L’ampélographie moléculaire fait appel à l’analyse de plusieurs types de marqueurs sur l’ADN, qui permettent de différencier les individus avec certitude :
- les microsatellites (nucléaires et chloroplastiques) ou SSR (Simple Sequence Repeats) : Il s’agit de courtes séquences d’ADN formées de la répétition (jusqu’à 20 à 30 fois) d’unités de 2,3 ou 4 bases (par exemple C-A ou G-A-T).
- les indels qui sont des mutations d’insertion ou de délétion de courtes séquences d’ADN
- les éléments transposables ou éléments mobiles parfois aussi nommés «gènes sauteurs». Leurs déplacements peuvent être activés par les stress et certains facteurs environnementaux. La mobilité de ces éléments est une source de mutations, donc de variabilité génétique et d’évolution. On distingue les rétrotransposons qui se répandent selon un mode «copier-coller» et les transposons qui se déplacent par «couper-coller»

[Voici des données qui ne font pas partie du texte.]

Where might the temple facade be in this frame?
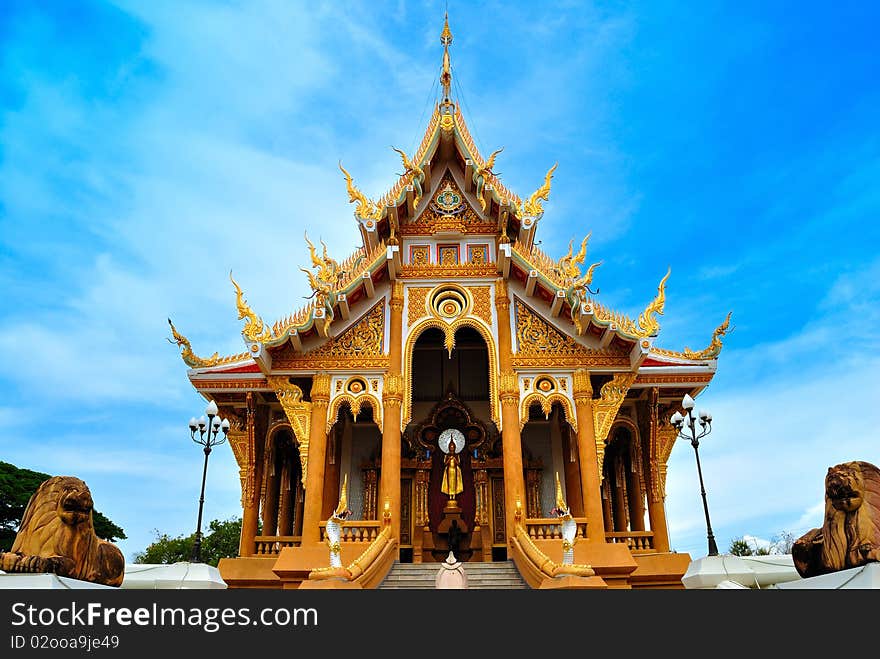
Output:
[169,18,730,588]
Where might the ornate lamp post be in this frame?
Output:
[669,394,718,556]
[189,400,229,563]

- les polymorphismes de nucléotides uniques ou SNP (Single Nucleotid Polymorphism) qui ne concernent qu’un seul nucléotide. Il s’agit d’un changement d’une base par une autre. On distingue les transitions qui sont des substitutions de nucléotides au sein d’une même famille (purine ou pyrimidine) et les transversions, changements d’une purine en une pyrimidine ou inversement.

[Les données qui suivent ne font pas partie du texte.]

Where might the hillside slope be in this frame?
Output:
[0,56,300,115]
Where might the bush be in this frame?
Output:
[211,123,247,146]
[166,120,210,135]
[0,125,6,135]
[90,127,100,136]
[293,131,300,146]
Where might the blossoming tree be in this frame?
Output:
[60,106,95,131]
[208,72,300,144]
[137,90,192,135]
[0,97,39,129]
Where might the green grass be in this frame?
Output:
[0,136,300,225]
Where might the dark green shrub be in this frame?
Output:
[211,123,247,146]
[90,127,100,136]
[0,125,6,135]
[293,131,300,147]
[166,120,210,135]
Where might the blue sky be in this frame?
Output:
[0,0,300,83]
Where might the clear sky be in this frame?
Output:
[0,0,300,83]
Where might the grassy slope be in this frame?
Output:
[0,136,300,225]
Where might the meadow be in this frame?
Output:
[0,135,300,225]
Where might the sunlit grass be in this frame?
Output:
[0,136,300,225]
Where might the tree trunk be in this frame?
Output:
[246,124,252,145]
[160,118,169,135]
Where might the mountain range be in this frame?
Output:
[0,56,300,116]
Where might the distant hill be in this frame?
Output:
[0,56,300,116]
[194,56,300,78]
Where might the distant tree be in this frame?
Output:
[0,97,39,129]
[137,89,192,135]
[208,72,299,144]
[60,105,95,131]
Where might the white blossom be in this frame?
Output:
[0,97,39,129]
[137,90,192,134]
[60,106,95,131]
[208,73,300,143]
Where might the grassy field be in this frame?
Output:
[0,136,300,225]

Qu’a permis d’apprendre l’ampélographie moléculaire sur les liens de parenté entre cépages ?
L’ampélographie moléculaire permet-elle de distinguer les clones ?

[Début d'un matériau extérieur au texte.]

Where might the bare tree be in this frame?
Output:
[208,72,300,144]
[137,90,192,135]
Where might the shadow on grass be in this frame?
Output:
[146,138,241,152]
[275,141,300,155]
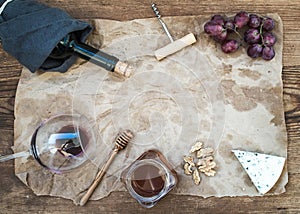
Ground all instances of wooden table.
[0,0,300,214]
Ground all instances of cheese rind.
[232,150,285,194]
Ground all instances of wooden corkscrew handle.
[80,130,134,206]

Aujourd’hui, sauf quelques cas particuliers (voir plus bas), l’ampélographie moléculaire ne permet pas de distinguer les clones d’un même cépage, car il existe très peu de différence intra-variétale au niveau des micro-satellites. Cependant, les nouvelles méthodes de séquençage de l’ADN à très haut débit permettent maintenant d’envisager le reséquençage du génome de différents individus. Cette approche a été choisie pour essayer de détecter les différences génétiques pouvant exister entre clones. Au cours d’une thèse menée par Grégory Carrier dans le cadre de l’UMT Géno-Vigne® et encadrée par l’IFV, Montpellier SupAgro et l’INRA, trois clones de Pinot Noir ont été analysés. Les résultats ont permis de mettre en évidence le rôle prépondérant des éléments mobiles (rétro-transposons) dans le polymorphisme génétique détecté entre ces clones. Sur cette base, une analyse préliminaire de diversité à l’aide de marqueurs SSAP a permis d’obtenir des profils uniques pour tous les clones de Pinot Noir en collection. Cependant, une sélection de ces marqueurs et une validation de leur stabilité et de leur répétabilité doivent encore être réalisées avant de pouvoir envisager une identification fiable des différents clones. D’autres travaux ultérieurs ont également permis de progresser dans la voie de l’identification des clones. Aujourd’hui, on sait par exemple caractériser, grâce à un marqueur microsatellite spécifique, la sensibilité ou non des clones de Syrah au dépérissement particulier qui touche ce cépage. Très récemment, des auteurs ont proposé un nouveau set de marqueurs microsatellites susceptibles de déterminer des mutants de couleur au sein d’une même variété, ce que ne permettaient pas les marqueurs développés jusqu’alors (Migliaro & al., 2017).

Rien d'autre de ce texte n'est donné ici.